I haven’t slept well in the last 6 years, from when I was diagnosed til now. I just thought it was how things were supposed to be post menopause and with so much on my mind. I did ask my doctors about it after my transplant and they would only allow me to take 5 mg of Melatonin and it did nothing for me so I just deal with it. A good night for me is 4 to 5 hours. But it does make me wonder if it is yet another side effect to our meds.

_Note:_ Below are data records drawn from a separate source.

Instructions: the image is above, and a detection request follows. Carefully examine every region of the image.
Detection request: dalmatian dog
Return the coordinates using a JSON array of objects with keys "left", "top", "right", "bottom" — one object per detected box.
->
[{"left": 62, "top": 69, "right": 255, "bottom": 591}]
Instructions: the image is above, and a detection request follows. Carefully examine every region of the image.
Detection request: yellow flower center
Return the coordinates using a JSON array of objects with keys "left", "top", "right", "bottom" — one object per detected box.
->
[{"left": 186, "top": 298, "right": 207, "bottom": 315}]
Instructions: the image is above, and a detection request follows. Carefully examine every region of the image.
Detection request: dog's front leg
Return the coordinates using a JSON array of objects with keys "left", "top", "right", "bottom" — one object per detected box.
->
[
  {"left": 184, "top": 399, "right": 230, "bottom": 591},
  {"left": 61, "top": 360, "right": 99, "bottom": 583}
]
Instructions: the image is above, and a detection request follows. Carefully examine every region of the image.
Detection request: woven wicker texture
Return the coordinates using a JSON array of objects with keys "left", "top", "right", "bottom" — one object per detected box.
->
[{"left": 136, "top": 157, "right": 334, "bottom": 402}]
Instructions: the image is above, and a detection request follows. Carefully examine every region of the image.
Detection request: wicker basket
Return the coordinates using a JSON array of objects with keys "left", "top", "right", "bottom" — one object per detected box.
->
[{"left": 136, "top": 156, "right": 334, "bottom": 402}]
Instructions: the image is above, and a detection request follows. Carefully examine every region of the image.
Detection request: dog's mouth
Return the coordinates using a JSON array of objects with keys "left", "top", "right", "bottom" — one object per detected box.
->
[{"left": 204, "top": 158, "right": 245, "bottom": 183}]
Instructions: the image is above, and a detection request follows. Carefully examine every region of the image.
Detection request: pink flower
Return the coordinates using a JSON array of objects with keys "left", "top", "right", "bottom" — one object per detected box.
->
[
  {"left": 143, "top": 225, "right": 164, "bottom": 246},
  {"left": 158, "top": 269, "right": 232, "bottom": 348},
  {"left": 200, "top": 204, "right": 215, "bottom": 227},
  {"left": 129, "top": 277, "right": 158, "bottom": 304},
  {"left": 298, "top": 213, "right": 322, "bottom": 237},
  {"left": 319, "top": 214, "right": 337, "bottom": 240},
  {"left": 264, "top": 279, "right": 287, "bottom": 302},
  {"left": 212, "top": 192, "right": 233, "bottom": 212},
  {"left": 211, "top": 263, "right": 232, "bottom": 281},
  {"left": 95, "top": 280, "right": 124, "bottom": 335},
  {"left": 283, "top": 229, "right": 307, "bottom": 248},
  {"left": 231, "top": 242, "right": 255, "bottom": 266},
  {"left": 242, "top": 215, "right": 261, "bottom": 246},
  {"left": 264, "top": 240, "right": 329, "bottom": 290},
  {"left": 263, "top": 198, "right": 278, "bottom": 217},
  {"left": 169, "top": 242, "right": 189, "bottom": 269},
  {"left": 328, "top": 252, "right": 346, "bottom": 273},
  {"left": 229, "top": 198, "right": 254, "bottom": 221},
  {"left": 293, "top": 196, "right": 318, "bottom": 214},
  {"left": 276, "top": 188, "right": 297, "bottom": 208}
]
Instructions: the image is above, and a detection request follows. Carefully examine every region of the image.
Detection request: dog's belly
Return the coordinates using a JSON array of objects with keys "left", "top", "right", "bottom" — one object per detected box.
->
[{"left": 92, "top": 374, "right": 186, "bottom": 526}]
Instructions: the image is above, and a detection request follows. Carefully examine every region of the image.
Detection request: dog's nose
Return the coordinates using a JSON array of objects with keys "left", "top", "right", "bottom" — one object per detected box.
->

I find great comfort in knowing I am not alone and have someone I can confide in, but as someone who is grossly independent I also have a hard time confiding in someone else because I know their struggle is the same as mine, and its HARD. There is great success to having friends in your space, and I try and reassure myself that what they offer to me, I also offer to them; making it a great friendship. But, yes. Chronic Illness is more than just dealing with the illness, there are so many different ways it impacts every part of us.
Transplant Patient
A lot of my best friends have gone through similar life situations (like transplant) and I think having that common ground facilitates closeness in a lot of ways. I've also met remarkable people who can seemingly understand my experience without having lived it themselves, which I hope to also do for others.
While so many of us have gone through similar things, I think we all respond very differently. I'm perpetually fascinated by the common ground we all share, and the different ways that manifests for each of us.